Connecting to Databricks
Last updated on 2025-11-07
Overview
You can establish a direct connection to Databricks to pull in data into xP&A.
This article contains a description of the prerequisites and the individual steps of the set-up process.
The fields that are pulled in must be defined during the set-up process using a database query. For a detailed instruction on how to structure such a query, see Defining Database Queries.
This article contains the following sections:
Prerequisites for the Setup
Whitelist IP Address in Databricks
Before connecting Databricks with xP&A, you have to whitelist the following IP address in your Databricks database:
- 52.59.129.235
Connecting to Databricks
To connect to Databricks:
Choose one of the following options:
- Open the Data workspace from the overview on the start page and click + New.

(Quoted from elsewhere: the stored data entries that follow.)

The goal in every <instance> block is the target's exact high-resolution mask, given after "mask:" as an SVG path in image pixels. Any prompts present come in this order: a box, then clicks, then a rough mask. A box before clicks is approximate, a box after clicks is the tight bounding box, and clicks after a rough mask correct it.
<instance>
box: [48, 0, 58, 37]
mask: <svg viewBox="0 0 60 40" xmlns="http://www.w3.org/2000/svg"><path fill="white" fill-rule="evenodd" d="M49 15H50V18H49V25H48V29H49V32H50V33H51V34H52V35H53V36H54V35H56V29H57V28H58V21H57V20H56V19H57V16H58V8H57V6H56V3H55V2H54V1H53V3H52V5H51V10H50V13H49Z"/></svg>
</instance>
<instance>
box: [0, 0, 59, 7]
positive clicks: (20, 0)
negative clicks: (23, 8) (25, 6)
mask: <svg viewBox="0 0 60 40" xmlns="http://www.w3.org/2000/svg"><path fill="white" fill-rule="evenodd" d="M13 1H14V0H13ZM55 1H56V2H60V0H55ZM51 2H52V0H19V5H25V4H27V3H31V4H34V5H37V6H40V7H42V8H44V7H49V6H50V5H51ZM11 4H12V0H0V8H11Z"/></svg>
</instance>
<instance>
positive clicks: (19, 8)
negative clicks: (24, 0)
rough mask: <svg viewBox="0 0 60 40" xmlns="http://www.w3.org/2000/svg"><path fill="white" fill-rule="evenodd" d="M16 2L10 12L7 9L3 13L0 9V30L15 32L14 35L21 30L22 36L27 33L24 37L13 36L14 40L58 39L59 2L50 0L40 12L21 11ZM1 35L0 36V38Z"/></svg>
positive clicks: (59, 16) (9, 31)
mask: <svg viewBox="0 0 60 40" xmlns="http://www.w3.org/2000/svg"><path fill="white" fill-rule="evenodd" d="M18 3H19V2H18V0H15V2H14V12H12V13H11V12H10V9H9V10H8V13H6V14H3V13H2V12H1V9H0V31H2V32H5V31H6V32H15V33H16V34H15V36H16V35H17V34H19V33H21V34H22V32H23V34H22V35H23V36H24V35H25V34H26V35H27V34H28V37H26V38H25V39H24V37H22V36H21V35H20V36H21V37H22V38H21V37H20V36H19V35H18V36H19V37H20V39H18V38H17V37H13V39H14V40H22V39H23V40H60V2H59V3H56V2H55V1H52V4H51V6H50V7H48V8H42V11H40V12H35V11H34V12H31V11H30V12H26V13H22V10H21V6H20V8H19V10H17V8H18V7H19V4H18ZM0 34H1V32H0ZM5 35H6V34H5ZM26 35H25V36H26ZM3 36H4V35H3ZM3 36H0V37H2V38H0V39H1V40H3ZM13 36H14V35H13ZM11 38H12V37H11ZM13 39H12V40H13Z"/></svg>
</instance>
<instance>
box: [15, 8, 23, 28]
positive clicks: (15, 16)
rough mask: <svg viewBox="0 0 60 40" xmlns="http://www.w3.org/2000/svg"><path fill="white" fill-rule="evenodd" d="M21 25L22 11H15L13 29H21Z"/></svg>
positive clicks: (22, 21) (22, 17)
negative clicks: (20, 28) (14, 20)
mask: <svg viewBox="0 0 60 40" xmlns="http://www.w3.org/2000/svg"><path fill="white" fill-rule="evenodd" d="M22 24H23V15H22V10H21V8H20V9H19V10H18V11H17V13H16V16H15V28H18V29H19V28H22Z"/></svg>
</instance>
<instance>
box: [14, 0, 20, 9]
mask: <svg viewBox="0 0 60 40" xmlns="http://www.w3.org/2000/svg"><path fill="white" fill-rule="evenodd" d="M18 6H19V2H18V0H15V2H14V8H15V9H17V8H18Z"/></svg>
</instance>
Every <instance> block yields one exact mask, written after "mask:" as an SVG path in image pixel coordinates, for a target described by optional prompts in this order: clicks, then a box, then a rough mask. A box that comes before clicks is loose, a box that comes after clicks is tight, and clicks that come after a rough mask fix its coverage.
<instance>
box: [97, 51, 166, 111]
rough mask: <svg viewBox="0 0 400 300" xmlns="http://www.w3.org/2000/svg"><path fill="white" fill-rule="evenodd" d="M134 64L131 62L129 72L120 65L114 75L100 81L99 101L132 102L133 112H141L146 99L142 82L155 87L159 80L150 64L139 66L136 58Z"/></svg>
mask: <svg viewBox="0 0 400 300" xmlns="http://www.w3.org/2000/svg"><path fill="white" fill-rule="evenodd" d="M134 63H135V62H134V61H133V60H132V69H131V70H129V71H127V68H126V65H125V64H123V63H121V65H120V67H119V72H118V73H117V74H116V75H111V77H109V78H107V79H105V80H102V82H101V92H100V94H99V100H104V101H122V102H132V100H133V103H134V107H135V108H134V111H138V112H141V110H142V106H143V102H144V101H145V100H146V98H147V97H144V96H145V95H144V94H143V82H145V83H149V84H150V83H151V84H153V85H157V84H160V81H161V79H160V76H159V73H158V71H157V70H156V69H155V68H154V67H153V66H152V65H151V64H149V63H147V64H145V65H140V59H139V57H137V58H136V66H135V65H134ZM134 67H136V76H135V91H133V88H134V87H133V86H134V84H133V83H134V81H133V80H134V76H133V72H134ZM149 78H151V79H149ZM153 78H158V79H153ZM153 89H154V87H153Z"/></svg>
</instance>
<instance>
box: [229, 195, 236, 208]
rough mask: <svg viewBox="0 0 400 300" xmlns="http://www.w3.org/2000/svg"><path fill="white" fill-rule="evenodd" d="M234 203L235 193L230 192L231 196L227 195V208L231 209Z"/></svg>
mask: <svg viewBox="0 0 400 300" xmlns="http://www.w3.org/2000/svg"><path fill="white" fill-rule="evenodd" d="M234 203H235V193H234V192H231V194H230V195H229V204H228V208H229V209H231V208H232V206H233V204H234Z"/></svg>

- Open the model into which you would like to integrate the data, click the + sign next to Data in the overview, and choose New data source:
The New Data Source dialog is displayed as follows:
'New Data Source' dialog for Databricks
Click Create data source.
Set-up Steps
Step
Description
Choose a connection
Choose an existing connection, or, if you have not configured a connection yet, click New Connection and enter the following in the New Databricks connection dialog:
- Host name of the Databricks cluster you want to connect
- Port of the Databricks cluster you want to connect
- HTTP path of the workspace/warehouse you want to connect
- Authentication type to be used when connecting to Databricks. Choose one of the following options:
- Personal account token: If you choose this option, copy the personal access token to be used to access Databricks into the Token field. (For more information on how to get the access token, see Authenticate with Databricks personal access tokens.)
- Machine-to-Machine OAuth: If you choose this option, enter the client ID and the Client secret used in the machine-to-machine authentication workflow with Databricks. (For more information on the client ID and client secret, see Authenticate access to Databricks using OAuth token federation.)
Complete the query form
Enter the following:
- Data Source Name
- Query to define the fields which are to be pulled in. For more information, see Defining Database Queries.
- Name of the Date column, which must be one of Databricks' date formats
- Names of the columns that contain variables (which must have a numeric data type)
Any remaining columns will be treated as dimensions, and must have a string data type.
An exception is the cohort dimension, which must be a date, with the column header explicitly labelled Cohort.